Der Deutsche Bundestag hat am 2. Juni fast einstimmig die Völkermord-Resolution verabschiedet. Darin wird die Ermordung der 1,5 Millionen Armeniern im Osmanischen Reich als Völkermord bezeichnet. Die Anerkennung des türkischen Genozides an den Armeniern und anderen christlichen Minderheiten im Osmanischen Reich seitens des Deutschen Parlamentes war für den Ostthüringer Bundestagsabgeordneten Albert H. Weiler (CDU), der zugleich Präsident des Deutsch-Armenische Forum e. V. ist, ein wichtiges Ziel. In diesem Zusammenhang begrüßt er die Verabschiedung der Resolution „Erinnerung und Gedenken an den Völkermord an den Armeniern und anderen christlichen Minderheiten in den Jahren 1915 und 1916“.   

Albert Weiler hielt im Plenum zum Thema eine Rede. Deutschland habe die historische Verpflichtung, die jungtürkischen Gräueltaten beim Namen zu nennen und als Völkermord zu bezeichnen. „Die größte Herausforderung bleibt weiterhin die schonungslose, kritische und ehrliche Aufarbeitung und Anerkennung dieser Tatsache seitens der Türkei. Es fehlt bis heute noch ein eindeutiges Bekenntnis der türkischen Regierung zu dem Unrecht, das damals geschehen ist. Jenes schrecklichen Unrechts, das den Armeniern widerfahren ist'', so Albert Weiler.

Für ihn ist es erfreulich, dass es gerade in der heutigen Türkei Menschen gibt, die eine ehrliche Aufarbeitung und Versöhnung mit Armenien anstreben. Mit diesem Antrag wolle der Bundestag auch diese ehrwürdigen Frauen und Männer bestärken, die bereits mutige Schritte unternehmen, die sich kritisch mit diesem Teil ihrer Geschichte auseinandersetzen.

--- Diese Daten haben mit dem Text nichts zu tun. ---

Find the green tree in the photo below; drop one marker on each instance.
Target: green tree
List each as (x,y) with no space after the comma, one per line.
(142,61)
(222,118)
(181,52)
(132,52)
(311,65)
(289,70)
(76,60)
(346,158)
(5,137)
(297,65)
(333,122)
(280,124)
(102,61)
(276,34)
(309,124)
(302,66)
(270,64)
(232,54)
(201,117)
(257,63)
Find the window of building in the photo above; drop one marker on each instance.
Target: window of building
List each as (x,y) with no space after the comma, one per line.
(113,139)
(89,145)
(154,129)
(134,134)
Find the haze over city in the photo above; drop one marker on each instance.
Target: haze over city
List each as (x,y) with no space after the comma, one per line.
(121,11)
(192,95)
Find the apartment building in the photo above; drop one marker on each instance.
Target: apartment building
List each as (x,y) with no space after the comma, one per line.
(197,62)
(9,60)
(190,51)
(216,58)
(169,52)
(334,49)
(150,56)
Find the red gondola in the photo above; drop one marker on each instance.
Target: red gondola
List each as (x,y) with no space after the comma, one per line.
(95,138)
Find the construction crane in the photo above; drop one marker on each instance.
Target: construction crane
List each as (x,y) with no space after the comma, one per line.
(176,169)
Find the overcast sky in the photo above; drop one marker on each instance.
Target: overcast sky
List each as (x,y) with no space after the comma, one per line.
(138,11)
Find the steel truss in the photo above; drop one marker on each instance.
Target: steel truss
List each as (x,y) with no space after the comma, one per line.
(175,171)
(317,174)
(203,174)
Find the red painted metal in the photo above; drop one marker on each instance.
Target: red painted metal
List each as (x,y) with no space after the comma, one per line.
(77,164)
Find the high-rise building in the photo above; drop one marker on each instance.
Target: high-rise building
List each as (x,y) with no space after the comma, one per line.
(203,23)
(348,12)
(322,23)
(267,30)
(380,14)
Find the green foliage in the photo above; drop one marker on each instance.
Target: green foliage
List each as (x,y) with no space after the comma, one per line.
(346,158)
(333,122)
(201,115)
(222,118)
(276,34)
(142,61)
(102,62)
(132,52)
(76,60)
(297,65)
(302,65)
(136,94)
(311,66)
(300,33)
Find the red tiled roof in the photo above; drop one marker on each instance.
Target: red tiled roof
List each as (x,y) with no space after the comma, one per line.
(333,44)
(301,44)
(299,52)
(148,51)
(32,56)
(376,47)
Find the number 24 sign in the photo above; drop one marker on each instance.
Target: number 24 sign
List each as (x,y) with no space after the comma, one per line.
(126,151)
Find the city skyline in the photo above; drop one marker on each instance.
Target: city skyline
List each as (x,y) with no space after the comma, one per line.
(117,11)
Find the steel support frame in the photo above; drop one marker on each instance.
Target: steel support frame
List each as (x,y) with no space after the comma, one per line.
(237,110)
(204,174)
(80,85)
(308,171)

Der CDU-Politiker will auch bei dem schwierigen Verhältnis zwischen der Türkei und Armenien das erleben, was die Deutschen von Israel erlebt haben: Vergebung und Versöhnung. „Wir wollen keine Schuldzuweisungen. Unser Ziel ist durch Anerkennung, Aufarbeitung und Versöhnung zu einer gemeinsamen Zukunft, einem friedlichen Miteinanderleben in dieser Region beizutragen'', erklärte Albert Weiler.